Committing u using an editor

Ok, enough about staging. Let’s commit what we have staged to the repository.

When you used git commit previously to commit the initial version of the hello.js file to the repository, you included the -m flag that gave a comment on the command line. The commit command will allow you to interactively edit a comment for the commit.

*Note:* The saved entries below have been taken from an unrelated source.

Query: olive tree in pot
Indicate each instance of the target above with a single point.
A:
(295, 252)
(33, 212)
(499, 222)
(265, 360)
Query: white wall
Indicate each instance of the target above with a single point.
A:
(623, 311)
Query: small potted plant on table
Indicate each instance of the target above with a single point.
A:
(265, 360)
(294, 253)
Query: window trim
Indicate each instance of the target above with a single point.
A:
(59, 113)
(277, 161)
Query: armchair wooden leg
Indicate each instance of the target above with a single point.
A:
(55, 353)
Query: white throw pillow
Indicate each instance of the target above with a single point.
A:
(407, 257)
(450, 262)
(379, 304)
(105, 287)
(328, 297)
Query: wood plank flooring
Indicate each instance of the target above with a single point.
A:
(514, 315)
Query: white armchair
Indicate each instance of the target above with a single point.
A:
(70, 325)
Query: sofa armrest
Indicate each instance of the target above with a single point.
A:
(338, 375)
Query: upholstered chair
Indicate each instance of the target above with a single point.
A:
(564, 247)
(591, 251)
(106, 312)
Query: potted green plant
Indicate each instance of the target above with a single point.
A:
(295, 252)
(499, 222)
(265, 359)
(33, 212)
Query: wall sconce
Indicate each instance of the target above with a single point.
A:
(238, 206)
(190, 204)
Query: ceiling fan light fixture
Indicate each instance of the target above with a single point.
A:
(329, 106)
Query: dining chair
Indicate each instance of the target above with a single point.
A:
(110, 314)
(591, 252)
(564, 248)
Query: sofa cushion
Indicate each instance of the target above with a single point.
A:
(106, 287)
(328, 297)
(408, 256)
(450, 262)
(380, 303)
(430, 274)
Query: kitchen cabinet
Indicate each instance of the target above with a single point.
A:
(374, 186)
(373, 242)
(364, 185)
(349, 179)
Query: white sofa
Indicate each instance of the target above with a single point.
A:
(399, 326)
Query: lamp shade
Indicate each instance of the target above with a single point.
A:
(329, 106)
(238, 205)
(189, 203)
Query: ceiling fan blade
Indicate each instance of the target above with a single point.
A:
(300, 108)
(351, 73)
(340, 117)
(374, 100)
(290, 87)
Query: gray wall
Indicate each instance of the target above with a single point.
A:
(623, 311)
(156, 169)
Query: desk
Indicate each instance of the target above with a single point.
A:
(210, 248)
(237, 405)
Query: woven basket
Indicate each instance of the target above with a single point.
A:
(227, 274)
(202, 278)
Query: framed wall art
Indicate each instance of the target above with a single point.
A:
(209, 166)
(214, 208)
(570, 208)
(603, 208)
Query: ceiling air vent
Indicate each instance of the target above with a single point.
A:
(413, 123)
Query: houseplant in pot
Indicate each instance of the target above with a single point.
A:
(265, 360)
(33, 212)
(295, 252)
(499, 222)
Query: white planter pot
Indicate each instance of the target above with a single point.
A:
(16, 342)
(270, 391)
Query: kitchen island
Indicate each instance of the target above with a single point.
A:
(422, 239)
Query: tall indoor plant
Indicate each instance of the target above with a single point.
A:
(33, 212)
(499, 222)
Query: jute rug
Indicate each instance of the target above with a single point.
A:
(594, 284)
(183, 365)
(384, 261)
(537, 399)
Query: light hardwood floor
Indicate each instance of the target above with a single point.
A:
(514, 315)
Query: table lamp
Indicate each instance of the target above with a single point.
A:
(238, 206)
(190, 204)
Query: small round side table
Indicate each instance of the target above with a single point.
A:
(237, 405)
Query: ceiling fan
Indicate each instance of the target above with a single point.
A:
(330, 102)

If you omit the -m flag from the command line, git will pop you into the editor of your choice. The editor is chosen from the following list (in priority order):

I have the EDITOR variable set to vim. Here's an example of what that would look like:

|
  # Please enter the commit message for your changes. Lines starting
  # with '#' will be ignored, and an empty message aborts the commit.
  # On branch master
  # Changes to be committed:
  #   (use "git reset HEAD <file>..." to unstage)
  #
  #	modified:   hello.js
  #

On the first line, you would enter the commit message for example: “Using process.argv”. Save the file and exit the editor. You then would see:

git commit
  Waiting for Vim...
  [master 569aa96] Using process.argv
  1 files changed, 1 insertions(+), 1 deletions(-)

The “Waiting for Vim…” line comes from the vim program which sends the file to a running vim program and waits for the file to be closed. The rest of the output is the standard commit messages.

Committing is the action of saving the changes to the repository. It is like taking a snapshot of the changes. You can always go back to this snapshot later.

Commit the change

For this assignment we will use the -m flag so that you can commit in the simulation terminal. So commit now and check the status.

Execute:

git commit -m "Using process.argv"
git status

You should see …

Output:

$ git status
On branch main
nothing to commit, working tree clean

The working directory is clean and ready for you to continue.